The Adventure - Part Two

After a short scuffle over whether they should take the High Street or follow Chestnut Lane to the bypass, Claude and Clarice set out to see the famous Gutenberg Bible. The rain had stopped and the sun sank low in the west, painting the village as red as a poppy field.
Clarice felt content. She loved Laurel Grove and could not imagine living anywhere. She smiled to herself, thinking about their errand, and she sank into the soft leather of Claude’s two-seater Vauxhall. “Something to see, isn’t it?”
            “What’s that?” Claude had to shout to be heard over the noise of the engine and the wind that snapped his scarf and whipped the earflaps of his driving cap. He peered at her through the fog of his goggles.
            “I said it’s something to see … ISN’T IT?
            “No need to shout, Clarice. I’m not deaf!”

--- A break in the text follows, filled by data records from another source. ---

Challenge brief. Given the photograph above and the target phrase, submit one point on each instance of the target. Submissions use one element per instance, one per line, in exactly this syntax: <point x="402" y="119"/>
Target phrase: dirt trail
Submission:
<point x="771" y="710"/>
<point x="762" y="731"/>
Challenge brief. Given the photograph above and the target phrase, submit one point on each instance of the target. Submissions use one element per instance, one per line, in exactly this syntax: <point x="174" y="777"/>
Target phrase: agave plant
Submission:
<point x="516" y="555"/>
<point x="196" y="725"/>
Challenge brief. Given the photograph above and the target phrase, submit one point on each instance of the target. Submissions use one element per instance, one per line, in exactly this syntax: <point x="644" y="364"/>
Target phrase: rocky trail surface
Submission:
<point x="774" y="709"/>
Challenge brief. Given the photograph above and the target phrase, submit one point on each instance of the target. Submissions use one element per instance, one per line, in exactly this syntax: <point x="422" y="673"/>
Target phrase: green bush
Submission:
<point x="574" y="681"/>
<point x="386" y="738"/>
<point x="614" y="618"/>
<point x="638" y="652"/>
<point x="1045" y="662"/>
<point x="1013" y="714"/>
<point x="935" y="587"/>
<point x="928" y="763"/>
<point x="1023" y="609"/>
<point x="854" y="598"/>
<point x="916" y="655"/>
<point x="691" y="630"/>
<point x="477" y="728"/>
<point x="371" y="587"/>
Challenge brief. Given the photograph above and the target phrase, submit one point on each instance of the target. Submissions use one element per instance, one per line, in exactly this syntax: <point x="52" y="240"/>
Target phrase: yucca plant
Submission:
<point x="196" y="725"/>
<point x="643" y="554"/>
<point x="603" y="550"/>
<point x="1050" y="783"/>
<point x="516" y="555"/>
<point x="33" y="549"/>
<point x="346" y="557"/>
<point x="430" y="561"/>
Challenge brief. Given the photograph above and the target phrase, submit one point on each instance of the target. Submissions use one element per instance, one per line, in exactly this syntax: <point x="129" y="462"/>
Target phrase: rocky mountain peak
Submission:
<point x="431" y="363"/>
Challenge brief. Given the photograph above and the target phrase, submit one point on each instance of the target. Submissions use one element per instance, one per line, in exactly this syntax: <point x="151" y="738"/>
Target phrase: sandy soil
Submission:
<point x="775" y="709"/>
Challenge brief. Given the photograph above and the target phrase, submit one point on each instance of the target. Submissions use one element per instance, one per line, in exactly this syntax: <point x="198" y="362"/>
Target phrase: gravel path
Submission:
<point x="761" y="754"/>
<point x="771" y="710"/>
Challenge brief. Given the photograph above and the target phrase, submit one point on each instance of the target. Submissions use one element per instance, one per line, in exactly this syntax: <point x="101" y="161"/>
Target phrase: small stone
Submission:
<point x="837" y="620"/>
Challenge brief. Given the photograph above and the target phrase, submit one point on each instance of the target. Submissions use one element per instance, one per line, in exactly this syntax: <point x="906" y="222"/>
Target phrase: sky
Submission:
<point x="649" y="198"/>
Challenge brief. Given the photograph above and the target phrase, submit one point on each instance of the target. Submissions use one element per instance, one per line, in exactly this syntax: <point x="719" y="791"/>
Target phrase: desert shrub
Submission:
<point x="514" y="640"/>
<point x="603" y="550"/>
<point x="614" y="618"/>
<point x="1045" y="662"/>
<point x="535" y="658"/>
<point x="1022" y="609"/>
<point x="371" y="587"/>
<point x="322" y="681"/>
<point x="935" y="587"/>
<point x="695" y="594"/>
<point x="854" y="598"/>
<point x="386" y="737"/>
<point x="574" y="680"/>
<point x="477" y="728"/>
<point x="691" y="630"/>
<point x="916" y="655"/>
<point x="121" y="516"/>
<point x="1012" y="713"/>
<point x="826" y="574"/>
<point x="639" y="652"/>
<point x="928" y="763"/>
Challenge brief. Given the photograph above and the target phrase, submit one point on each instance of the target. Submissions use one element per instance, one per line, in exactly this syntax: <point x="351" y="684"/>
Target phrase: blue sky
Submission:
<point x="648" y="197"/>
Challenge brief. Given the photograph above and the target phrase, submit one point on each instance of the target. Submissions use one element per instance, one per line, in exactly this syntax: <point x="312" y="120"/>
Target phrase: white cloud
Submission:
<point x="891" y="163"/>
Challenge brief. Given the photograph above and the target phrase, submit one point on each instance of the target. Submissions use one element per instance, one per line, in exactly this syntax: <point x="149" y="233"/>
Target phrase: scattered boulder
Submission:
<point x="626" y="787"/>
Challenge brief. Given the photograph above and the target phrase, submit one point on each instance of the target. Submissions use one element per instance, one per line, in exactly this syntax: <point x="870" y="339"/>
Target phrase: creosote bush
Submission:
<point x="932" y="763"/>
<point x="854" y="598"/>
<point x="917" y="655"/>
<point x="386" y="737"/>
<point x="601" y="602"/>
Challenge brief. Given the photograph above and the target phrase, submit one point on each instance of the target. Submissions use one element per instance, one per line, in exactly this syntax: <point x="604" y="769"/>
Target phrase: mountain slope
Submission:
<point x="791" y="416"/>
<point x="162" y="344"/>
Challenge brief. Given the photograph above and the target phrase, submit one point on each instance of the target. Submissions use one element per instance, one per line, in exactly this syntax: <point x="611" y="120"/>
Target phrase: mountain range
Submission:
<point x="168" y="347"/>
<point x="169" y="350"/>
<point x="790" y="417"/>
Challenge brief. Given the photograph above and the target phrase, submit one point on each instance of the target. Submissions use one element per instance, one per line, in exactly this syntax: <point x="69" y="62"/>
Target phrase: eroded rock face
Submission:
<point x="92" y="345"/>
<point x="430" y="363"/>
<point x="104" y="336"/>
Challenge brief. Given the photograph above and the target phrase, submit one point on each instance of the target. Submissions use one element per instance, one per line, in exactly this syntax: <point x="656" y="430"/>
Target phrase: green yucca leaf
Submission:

            “No,” she muttered. “You’re not deaf, for all that you pretend to be when it suits you.”
            Behind the wheel, Claude was content, too, and he let Clarice’s dig go unchallenged.
♦♦♦
 
            The mood soured when they pulled into view of the Laurel Grove Historical Society. The car park was a sea of Daimlers, Packards and Morris Cowleys. A queue of visitors snaked all the way from the entrance hall of the museum to the grassy verge beyond the gates.
            “We weren’t the only ones with this idea, it seems,” said Claude, who hated crowds. Especially crowds of culturally-minded folk lunatic enough to wait hours in a boring queue to get into an even more boring museum.
            “I’ve an idea,” he said. “I’ll drive you up to the entrance, and then come back around and wait with the car. There’ll be no place to park up there.”
            “You’ll do no such thing. We’ve not come all this way for you to snore away the rest of the afternoon and leave me on my own.”
            “D--- it, Clarice!”
            “Come now, Claude. You might even learn something.”
            “That’s what I’m afraid of.”
♦♦♦
 
            Claude and Clarice joined the queue and thanked heaven the rains had stopped. They seemed to advance no more than a few feet an hour. Claude’s tummy growled, and he wished that he had a sandwich. Clarice had begun an animated conversation with the couple standing in front of them. About what, Claude did not care to guess. He was bored, just as he knew he would be.
            Then at last, it was their turn to enter.
            “Tickets, please! Tickets!” barked a uniformed man with an appalling overbite.
            “Tickets? Clarice, you did not mention tickets.”
            Clarice shushed Claude, and began to work on the clerk. “Young man—”
            “No tickets, no entry. That’s the rules, ma’am. Now if you haven’t got a ticket, kindly step aside.”
            “Deliverance!,” thought Claude, keeping the comment to himself and leading Clarice away by the elbow.